Таккер не стал развивать эту тему дальше. Ему всего лишь требовался предлог, чтобы избавиться от Эдди Морелло как от лишнего звена в цепи, вот и все. Его беспокойство отчасти объяснялось тем, о чем думал Тони, но только отчасти. Здесь была еще одна причина — события, которые произошли в начале лета и начались, казалось бы, без всяких видимых причин, а затем внезапно прекратились. Он сказал себе, что это дело рук Эдди Морелло. Ему даже удалось убедить себя в этом, но всего лишь потому, что ему этого хотелось. Где-то глубоко внутри слабый голос, сумевший помочь Таккеру продвинуться так далеко, говорил, что все обстоит по-другому, и вот теперь этот голос заговорил снова, а Эдди, на котором можно было бы сорвать свое беспокойство и свою ярость, больше не было. Выросший и воспитанный на улице, продвинувшийся так далеко и достигший таких успехов благодаря редкому сочетанию ума, смелости и инстинкта, Генри больше всего доверял этому голосу. Теперь этот голос говорил ему о вещах, которые он не понимал и в которых не мог разобраться. Тони прав. Опоздание объясняется всего лишь отсутствием опыта, недостаточной квалификацией при обработке товара. Вот по этой-то причине они и организовали свою лабораторию в восточной части Балтимора. Теперь они могли позволить себе это, накопив опыт и получив возможность создать жизнеспособное коммерческое предприятие под вымышленной вывеской, начинающее работать на будущей неделе. Так что Таккер выпил бокал вина и успокоился, позволив густому красному зелью расслабить его нервную систему, едва не вышедшую из-под контроля.

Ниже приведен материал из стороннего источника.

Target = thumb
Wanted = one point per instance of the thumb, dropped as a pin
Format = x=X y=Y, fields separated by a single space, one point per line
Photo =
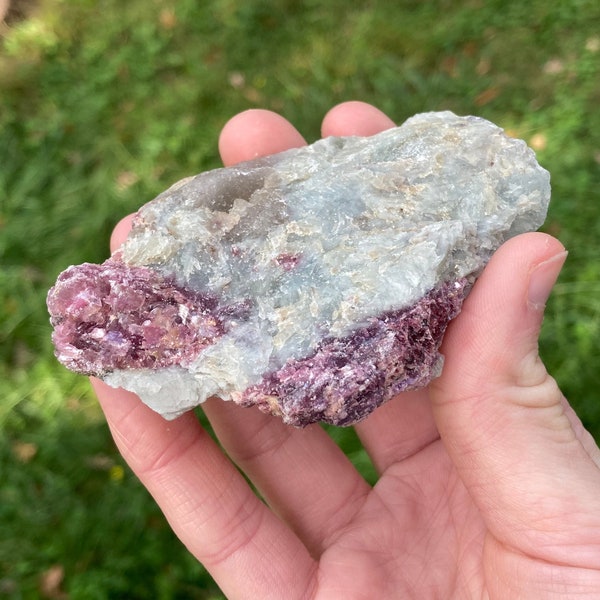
x=526 y=461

— Дадим им еще время. До завтра.
* * *
— Ну и что ты обнаружил? — спросил моряк, что стоял у штурвала. Теперь, в часе плаванья к северу от Бладсуорт-Айленда, он решил, что достаточно выждал, чтобы расспросить молча стоящего рядом старшину береговой охраны. В конце концов, они тоже стояли и ждали.

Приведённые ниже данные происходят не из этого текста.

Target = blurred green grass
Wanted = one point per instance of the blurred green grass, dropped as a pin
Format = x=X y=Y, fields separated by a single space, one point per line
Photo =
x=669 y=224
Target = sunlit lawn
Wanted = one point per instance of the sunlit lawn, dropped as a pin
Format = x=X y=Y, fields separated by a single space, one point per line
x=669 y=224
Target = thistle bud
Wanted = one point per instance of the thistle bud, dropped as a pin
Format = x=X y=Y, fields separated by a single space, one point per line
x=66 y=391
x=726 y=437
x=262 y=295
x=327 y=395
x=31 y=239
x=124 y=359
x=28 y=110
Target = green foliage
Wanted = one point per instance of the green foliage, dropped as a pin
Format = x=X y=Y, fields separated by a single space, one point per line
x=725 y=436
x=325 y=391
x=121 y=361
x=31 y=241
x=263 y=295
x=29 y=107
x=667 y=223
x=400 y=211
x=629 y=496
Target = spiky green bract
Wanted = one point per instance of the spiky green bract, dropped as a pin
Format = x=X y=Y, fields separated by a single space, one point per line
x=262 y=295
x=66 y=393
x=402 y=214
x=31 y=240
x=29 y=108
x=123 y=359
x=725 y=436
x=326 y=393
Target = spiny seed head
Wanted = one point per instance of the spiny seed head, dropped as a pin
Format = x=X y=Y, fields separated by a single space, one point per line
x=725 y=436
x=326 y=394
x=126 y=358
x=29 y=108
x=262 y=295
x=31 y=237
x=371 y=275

— Эти мудаки скормили парня сраным крабам! — сообщил им Ореза. — Представляете, взяли два квадратных ярда нейлоновой сети, завернули его, привязали бетонные блоки и бросили в воду! От него не осталось практически ничего — одни кости! — Сотрудники полицейской лаборатории все еще не решили, как извлечь эти останки со дна залива. Ореза знал, что пройдут годы, прежде чем ему удастся забыть ужасное зрелище — лежащий на песке череп, все еще одетые кости, шевелящиеся от приливного течения… или, может быть, от прячущихся внутри крабов. Старшина не присматривался особенно внимательно.
— Боже милосердный! — согласился с ним рулевой.
— А ты знаешь, кто это был?
— Что ты имеешь в виду. Португалец?
— Помнишь, еще в мае, когда у нас на борту был этот полицейский, лейтенант Шарон, — так вот, я уверен, что то, что осталось от трупа на дне залива, это и есть тот самый яхтсмен на швертботе с яркими полосатыми парусами, как на карамели. Готов поспорить.
— Да, верно. Пожалуй, босс, ты и прав.
Они позволили ему все увидеть просто из любезности. Теперь Ореза пришел к выводу, что вполне обошелся бы без такой любезности, но тогда было невозможно уклониться. Он никак не мог струсить перед полицейскими — в конце концов, он тоже нечто вроде полицейского. Вот он и взобрался по веревочной лестнице, сообщив об останках, обнаруженных им всего в пятидесяти ярдах от полуразрушенного корпуса судна, и увидел еще три мертвых тела, лежащие на палубе того, что раньше было, по-видимому, офицерской кают-компанией, все трое лицом вниз, все убитые выстрелами в затылок, причем раны оказались уже расклеванными птицами. Заметив это, Ореза с трудом сохранил самообладание. Впрочем, у птиц хватило здравого смысла не трогать наркотики.